SnowCap implemented a Mobile Pantry service in 2010, delivering food to low-income homebound seniors, the disabled and Title 1 schools. Carroll began driving for the service as a substitute and now, manages scheduling for the 24 sites served by six delivery routes each month. Other volunteers with the Mobile Pantry call Carroll "10k" because they estimate he lifts about 10,000 pounds on delivery days.
"I was curious about how much the boxes (we deliver) weighed, so we totaled it up once," he said, laughing.
Kirsten Wageman, executive director for SnowCap, calls the agency's 1,000 volunteers "ants on a sugar cube," that faithfully show up to help, on average, four hours each week. They scatter throughout the warehouse assisting clients with their groceries, provide intake services or may only help with the agency's special events, like the annual toy party.
But Carroll, Wageman said, has risen to the top as one of SnowCap's most dedicated volunteers.
"What makes him stand out is that in his seven years here, he's put in 5,589 hours as a volunteer," she said. "Only two people have more hours than Larry, but they've been here 10 years longer."
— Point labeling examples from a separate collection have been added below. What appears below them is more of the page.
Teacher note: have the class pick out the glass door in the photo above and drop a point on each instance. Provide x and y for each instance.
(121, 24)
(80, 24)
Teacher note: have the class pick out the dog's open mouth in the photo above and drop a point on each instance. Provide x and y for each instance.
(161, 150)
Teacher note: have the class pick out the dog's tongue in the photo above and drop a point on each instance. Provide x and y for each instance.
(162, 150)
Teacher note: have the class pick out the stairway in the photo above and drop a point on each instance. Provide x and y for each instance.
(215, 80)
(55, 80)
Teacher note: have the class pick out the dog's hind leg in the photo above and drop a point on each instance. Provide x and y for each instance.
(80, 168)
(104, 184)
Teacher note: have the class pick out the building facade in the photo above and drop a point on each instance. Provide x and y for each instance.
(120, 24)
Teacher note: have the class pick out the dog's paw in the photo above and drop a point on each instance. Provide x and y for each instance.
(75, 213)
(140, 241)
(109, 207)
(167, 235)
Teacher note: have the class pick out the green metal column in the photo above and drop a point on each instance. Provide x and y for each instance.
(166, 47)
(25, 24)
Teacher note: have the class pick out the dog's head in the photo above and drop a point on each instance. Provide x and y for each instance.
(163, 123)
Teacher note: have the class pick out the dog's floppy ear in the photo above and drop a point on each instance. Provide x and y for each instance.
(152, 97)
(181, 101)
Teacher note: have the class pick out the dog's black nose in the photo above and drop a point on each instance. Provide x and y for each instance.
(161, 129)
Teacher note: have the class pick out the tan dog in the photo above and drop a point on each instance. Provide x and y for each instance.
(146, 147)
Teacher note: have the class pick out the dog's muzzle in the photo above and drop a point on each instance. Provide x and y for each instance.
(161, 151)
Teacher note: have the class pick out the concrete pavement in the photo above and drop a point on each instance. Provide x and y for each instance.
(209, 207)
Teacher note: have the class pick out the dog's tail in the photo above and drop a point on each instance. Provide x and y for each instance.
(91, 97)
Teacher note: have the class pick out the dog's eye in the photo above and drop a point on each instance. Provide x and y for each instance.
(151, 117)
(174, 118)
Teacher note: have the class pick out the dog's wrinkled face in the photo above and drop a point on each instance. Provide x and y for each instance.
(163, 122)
Carroll doesn't count the hours he puts in at SnowCap. Instead, he remembers the smiles he brings to those who may not have much to smile about in life at the moment.
"Everybody should try being poor for a day," he said. "SnowCap is not just a food pantry. For me, when people come here, they know they're not going to be judged — they're going to be treated decently.
"It's my goal to send people out the door with a smile, a spring in their step and their head a little higher."